Ok so I'm looking at switching to a reel mower. I have about 10k sf of Tiff419 with some slope and a fair amount of sanding that I still need to do. A guy about an hour from me has this mower for sale. 
25" 10 blade, asking $650.
Looks like Honda engine
Says it starts and runs fine.
Front roller new still in box.
Says it's about 6 years old and he's selling it to buy a smaller one.
He is supposed to send me pics of the reel and bed knife this afternoon. 
I can see rust on the handle but other than that I am pretty clueless about this stuff, what to look for and what to pay. Any advice, etc?

Thanks!


----------



## adgattoni (Oct 3, 2017)

Based on prices I've seen in my area that is a fair-to-slightly high price for a 25" with front roller. The challenge is: while that is roughly market price, for that same price you could get a greens mower that will stripe better and be more serviceable. A 25" McLane reel, if you ever need to replace it, is $500+ on it's own (compared to $250 for a Toro). Local golf shops (where you will most likely get your reel sharpened) might not want/be able to mount & sharpen these vs. the more common greens mower brands.
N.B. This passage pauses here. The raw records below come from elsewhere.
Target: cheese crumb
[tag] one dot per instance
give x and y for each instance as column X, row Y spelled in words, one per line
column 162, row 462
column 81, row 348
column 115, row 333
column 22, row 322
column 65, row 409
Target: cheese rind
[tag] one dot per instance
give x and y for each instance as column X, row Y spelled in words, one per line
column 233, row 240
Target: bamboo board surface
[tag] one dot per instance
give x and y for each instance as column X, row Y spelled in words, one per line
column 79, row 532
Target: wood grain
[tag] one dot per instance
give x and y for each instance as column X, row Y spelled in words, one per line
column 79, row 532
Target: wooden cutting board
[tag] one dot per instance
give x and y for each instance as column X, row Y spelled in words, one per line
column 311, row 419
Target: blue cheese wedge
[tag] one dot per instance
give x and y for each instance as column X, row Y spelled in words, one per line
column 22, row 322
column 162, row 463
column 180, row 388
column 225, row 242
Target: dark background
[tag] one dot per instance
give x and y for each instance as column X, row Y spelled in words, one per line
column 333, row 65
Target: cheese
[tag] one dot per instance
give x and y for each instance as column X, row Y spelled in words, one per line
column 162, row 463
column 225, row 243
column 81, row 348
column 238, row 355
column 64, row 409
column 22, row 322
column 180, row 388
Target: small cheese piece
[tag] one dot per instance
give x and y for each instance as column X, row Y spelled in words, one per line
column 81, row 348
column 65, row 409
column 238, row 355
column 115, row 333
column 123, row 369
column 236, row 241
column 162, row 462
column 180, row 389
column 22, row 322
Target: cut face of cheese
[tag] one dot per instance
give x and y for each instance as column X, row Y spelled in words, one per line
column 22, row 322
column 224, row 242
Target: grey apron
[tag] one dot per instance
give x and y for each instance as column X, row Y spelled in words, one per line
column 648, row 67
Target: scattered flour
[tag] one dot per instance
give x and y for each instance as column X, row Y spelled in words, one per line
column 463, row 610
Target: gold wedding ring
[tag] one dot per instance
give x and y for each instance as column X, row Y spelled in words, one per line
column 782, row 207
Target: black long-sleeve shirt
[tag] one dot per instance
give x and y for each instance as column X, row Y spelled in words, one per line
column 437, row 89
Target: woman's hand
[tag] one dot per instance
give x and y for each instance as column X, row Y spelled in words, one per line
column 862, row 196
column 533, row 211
It's also worth noting that if you have a lawn that needs leveling, you will probably mow a little higher to avoid scalping. That isn't the best HOC for a 10 blade reel, so your lawn will look a tad bit shaggy from the HOC being mismatched to the FOC. Still better than a rotary, but not the best.

Personally, if I had $650 to spend, I'd just try to get a greens mower. I've heard these do have better traction though, so if you have a very sloped yard it might be a better choice.


----------



## cwrx82 (Sep 16, 2018)

There is a guy on Offer Up selling a "New (never used)" McLane 20 inch, 10 blade, with Honda motor for $800. Says he'll consider trades as well. The listing says its been up for over a year, so if a McLane is what you're after then I'd try to get him down in price and go for that.


----------



## cwrx82 (Sep 16, 2018)

cwrx82 said:


> There is a guy on Offer Up selling a "New (never used)" McLane 20 inch, 10 blade, with Honda motor for $800. Says he'll consider trades as well. The listing says its been up for over a year, so if a McLane is what you're after then I'd try to get him down in price and go for that.


This is in the Fort Worth area


----------